DIETA Y SALUD MENTAL


Publicado el 21/08/2020 - Leído 52 veces


Numerosas investigaciones realizadas a lo largo de los últimos años, han coincidido en señalar que una buena alimentación incide significativamente en el establecimiento de una buena salud mental.

Por el contrario, una dieta pobre en algunos nutrientes  conduce al empeoramiento del estado de ánimo, causando ansiedad y depresión. Estudios realizados por especialistas en un campo novedoso, como la Psiquiatría Nutricional, indican que aunque existe la creencia de que algunos consejos dietéticos para la salud mental están basados en evidencia científica sólida, es complicado demostrar que las dietas o  componentes dietéticos específicos, contribuyen a la salud mental. 

Lo cierto del caso es que los estudios, aunque a veces se han acercado a descubrir patrones de relacionamiento entre alimentación y salud mental, sus resultados aún no son concluyentes.

Ciertas investigaciones han encontrado algunas áreas en las cuales se vinculan alimentación con salud mental. Una dieta alta en grasas y baja en carbohidratos –cetogénica-, ayuda a niños que sufren trastornos como epilepsia, o para compensar la falta de Vitamina B12 en trastornos de fatiga, mala memoria y depresión.

Los hallazgos también destacan que el seguir una dieta “mediterránea”, rica en aceite de oliva y verduras, puede aportar importantes beneficios a la salud mental, entre ellos algún grado de protección contra la ansiedad y la depresión.
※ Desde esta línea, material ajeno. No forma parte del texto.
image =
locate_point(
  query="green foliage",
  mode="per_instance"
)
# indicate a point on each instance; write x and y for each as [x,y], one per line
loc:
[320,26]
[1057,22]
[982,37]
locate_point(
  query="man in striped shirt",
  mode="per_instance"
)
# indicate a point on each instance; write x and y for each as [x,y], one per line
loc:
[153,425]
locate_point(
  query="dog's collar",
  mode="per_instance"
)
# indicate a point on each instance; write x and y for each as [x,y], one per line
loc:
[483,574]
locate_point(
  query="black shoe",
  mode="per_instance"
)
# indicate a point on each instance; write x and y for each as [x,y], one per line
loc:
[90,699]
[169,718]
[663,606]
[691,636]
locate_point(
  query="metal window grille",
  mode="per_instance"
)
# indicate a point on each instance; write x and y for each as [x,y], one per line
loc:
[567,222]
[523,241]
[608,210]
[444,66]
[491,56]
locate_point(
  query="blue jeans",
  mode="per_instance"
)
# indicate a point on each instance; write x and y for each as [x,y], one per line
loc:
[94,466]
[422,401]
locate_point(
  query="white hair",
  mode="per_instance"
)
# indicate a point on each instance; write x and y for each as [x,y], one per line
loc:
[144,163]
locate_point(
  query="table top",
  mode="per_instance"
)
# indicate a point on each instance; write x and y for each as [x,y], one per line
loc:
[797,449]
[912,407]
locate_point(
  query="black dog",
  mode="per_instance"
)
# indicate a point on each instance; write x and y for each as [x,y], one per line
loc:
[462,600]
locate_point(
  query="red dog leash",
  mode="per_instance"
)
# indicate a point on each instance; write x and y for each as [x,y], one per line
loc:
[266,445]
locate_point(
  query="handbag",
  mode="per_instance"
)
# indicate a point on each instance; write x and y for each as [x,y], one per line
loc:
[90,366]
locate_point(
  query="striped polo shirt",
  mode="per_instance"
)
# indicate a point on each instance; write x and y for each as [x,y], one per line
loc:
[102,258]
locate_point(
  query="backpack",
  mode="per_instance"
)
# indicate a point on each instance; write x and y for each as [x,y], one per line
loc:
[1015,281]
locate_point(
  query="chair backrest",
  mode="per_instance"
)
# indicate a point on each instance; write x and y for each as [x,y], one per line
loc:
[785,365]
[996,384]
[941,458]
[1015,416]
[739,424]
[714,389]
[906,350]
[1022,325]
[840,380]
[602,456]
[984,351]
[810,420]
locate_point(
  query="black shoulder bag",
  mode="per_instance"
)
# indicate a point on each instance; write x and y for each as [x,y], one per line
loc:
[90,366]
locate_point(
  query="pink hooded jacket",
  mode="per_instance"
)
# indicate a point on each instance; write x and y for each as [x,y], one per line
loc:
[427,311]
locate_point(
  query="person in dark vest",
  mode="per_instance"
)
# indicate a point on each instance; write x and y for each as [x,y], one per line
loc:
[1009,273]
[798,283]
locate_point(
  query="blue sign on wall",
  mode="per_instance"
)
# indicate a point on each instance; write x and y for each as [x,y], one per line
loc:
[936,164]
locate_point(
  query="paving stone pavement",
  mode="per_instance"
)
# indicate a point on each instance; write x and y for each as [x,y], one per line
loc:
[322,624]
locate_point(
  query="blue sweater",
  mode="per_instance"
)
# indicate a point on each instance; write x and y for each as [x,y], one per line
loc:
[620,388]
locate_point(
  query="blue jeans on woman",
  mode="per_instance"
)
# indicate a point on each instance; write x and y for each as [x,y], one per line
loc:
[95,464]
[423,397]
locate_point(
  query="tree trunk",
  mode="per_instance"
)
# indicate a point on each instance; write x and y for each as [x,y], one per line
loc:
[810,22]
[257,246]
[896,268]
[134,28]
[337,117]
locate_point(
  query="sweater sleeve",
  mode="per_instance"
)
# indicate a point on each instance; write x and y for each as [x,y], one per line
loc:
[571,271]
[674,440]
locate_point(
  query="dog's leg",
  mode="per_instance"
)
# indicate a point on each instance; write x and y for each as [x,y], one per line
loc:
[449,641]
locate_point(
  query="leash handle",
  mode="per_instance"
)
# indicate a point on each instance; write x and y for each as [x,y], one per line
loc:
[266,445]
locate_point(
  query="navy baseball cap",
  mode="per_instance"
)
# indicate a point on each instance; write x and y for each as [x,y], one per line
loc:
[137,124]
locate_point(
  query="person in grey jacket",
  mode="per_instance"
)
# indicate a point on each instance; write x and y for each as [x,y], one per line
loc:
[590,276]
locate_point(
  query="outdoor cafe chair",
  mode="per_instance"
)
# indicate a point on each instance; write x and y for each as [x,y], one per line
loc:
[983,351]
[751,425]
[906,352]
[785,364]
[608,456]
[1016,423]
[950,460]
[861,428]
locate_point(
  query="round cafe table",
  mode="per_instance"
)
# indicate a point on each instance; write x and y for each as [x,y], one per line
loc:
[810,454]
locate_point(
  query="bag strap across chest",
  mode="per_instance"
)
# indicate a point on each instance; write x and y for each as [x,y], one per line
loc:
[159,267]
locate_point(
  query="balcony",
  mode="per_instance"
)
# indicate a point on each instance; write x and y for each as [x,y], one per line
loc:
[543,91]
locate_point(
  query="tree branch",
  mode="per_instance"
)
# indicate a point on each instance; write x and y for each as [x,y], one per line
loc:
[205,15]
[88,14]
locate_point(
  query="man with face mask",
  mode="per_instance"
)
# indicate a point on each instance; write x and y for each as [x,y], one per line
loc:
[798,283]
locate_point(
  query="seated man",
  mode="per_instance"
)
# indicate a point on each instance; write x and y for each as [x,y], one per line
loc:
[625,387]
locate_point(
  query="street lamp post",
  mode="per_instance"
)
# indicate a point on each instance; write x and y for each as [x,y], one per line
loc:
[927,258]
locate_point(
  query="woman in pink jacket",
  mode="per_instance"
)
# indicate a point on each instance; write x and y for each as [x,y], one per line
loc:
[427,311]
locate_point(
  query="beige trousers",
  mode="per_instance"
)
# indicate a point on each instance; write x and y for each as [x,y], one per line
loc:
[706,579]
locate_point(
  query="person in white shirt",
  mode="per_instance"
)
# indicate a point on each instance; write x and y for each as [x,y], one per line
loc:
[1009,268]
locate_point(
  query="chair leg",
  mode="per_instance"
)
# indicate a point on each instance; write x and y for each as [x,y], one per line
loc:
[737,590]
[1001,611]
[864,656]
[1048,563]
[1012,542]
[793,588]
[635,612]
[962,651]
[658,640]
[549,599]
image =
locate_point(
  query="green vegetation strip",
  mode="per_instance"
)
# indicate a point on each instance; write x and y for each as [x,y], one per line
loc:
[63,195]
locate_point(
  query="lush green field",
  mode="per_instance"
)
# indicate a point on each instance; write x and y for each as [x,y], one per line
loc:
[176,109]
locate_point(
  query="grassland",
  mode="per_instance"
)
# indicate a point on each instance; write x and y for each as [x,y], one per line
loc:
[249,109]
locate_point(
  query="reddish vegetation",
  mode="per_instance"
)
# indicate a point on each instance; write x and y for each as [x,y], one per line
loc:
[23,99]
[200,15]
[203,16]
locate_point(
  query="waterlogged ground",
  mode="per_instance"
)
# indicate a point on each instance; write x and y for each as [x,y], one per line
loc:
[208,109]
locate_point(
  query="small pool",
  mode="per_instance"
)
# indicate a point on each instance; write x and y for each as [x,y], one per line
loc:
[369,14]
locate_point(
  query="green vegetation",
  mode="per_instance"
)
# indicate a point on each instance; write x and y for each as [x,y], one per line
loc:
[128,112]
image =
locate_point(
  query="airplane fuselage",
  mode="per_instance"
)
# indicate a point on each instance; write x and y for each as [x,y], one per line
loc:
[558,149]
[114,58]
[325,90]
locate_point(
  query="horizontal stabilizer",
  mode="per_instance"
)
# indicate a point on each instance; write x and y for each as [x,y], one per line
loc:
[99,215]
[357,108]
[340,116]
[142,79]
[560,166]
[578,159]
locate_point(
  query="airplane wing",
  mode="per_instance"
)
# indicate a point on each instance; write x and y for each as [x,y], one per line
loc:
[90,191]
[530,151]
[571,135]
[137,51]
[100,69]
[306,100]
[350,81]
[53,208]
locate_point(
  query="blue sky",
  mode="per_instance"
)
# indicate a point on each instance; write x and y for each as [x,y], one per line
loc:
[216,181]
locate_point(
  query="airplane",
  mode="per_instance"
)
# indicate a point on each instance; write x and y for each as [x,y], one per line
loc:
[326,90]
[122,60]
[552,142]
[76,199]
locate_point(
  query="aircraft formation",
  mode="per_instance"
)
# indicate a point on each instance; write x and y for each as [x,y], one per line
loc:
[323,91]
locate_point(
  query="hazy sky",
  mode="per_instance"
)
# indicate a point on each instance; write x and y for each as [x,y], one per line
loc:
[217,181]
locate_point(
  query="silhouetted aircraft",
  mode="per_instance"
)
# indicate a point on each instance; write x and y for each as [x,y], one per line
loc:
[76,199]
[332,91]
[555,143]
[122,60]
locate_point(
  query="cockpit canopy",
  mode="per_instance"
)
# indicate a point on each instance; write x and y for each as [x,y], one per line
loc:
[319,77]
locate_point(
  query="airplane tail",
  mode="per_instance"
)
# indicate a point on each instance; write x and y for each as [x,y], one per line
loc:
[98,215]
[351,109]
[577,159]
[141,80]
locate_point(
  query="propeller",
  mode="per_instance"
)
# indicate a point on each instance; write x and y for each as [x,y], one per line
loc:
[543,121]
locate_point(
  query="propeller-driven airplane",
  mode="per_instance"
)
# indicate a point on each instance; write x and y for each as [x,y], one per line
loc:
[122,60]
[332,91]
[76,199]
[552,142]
Pero, como todo, la evidencia no resulta concluyente. En el caso de afecciones como el Trastorno por Déficit de Atención e Hiperactividad (TDAH), algunos estudios indican que un incremento en la cantidad de azúcar refinada en la dieta, puede dar lugar a un incremento de la hiperactividad; mientras que alimentarse con frutas y verduras, aleja esos síntomas. 
Otros especialistas también han señalado que por lo general, algunos pacientes que sufren de depresión, presentan deficiencia de un aminoácido llamado triptófano, el cual no es producido por el organismo, y que está presente en alimentos como carnes magras, chocolate, huevos y almendras.

Alimentarse entonces ya no será tan solo para satisfacer la sensación de hambre. En algún momento las investigaciones demostrarán qué tipo de comida es la que puede hacerte feliz, y cuál es la que realmente atenta contra tu bienestar mental.